Saprolegnia declina Humphrey-parasitica (a.k.a. Coker Complex)
A. Species Name
B. Native Enviroment
- Saprolegnia dwells in freshwater environments and bodies of aquatic organisms.
- They invade the body of another organism to feed. "Oomycota" means "egg fungi".
- This refers to the large round oogonia, structures containing the female gametes.
C. Characteristics of the Organism
- Saprolegnia has a complex life cycle, which includes both sexual and asexual reproduction. A Saprolegnia nucleus contains two sets of genetic information.
- Saprolegnias are oogamous, they produce both eggs and sperm. When the saprolegnias go through sexual reproduction, the sperm and egg combines and motile zoospores are produced.
They bear two dissimilar flagella, one with mastigonemes. When Saprolegnia goes through asexual reproduction, zoospores are released. These zoospores germinate and encyst to release more zoospores through a cycle called "polyplanetism".
- During this phase, the zoospores attempt to find a host (a fish). They are considered to be the infectious spore of Saprolegnia. When zoospores find a host, it releases hairs to attach onto the host.
- These hairs are also used for buoyancy and used to recognize other fungal hosts.
D. Adaptations to the Enviroment
- In order to adapt to aquatic environment, the saprolegnia formed spores that possess flagellums. The flagellums help the spores swim and find hosts & food.

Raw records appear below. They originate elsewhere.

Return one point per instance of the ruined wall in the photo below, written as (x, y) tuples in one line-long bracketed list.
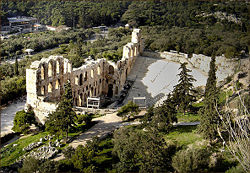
[(45, 79)]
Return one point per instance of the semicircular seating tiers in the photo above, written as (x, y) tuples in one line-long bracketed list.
[(45, 79)]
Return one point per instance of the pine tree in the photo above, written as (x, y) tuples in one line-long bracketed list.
[(62, 119), (16, 67), (161, 118), (182, 92), (209, 115)]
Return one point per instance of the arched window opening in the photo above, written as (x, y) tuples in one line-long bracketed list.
[(42, 72), (50, 87), (110, 91), (50, 69), (81, 78), (111, 70)]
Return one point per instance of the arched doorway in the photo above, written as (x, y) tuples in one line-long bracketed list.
[(110, 91)]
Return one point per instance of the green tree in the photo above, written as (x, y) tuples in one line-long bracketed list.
[(62, 119), (23, 120), (140, 151), (183, 91), (83, 158), (129, 110), (162, 117), (16, 67), (209, 115)]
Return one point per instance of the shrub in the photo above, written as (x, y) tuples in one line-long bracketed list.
[(30, 164), (23, 120), (129, 110), (68, 152), (141, 151), (236, 169), (191, 160)]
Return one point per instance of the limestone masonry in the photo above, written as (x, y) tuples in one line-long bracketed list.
[(45, 79)]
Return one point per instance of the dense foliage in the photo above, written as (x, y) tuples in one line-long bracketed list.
[(12, 88), (209, 114), (71, 13), (16, 45), (183, 92), (129, 110), (161, 118), (23, 120), (59, 122), (140, 151)]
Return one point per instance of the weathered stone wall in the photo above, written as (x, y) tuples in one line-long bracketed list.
[(225, 67), (45, 79)]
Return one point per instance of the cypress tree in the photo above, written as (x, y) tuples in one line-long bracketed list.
[(209, 115), (183, 91), (16, 72)]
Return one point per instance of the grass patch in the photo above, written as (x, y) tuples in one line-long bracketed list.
[(10, 154), (183, 135), (198, 105), (189, 117)]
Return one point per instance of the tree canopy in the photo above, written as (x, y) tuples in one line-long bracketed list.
[(59, 122)]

- WIthout the adaptation they would be unable to reporoduce
E. Ecological and Medical Roles
- The water mold Saprolegnia causes Saprolegniasis on fish which cause problems when the water is rather stagnant, as in aquaria or fish farms, or at high population densities, such as when salmon swim upstream to spawn.
- Other species of Saprolegnia are parasitic on aquatic invertebrates such as rotifers, nematodes, and arthropods, and on diatoms.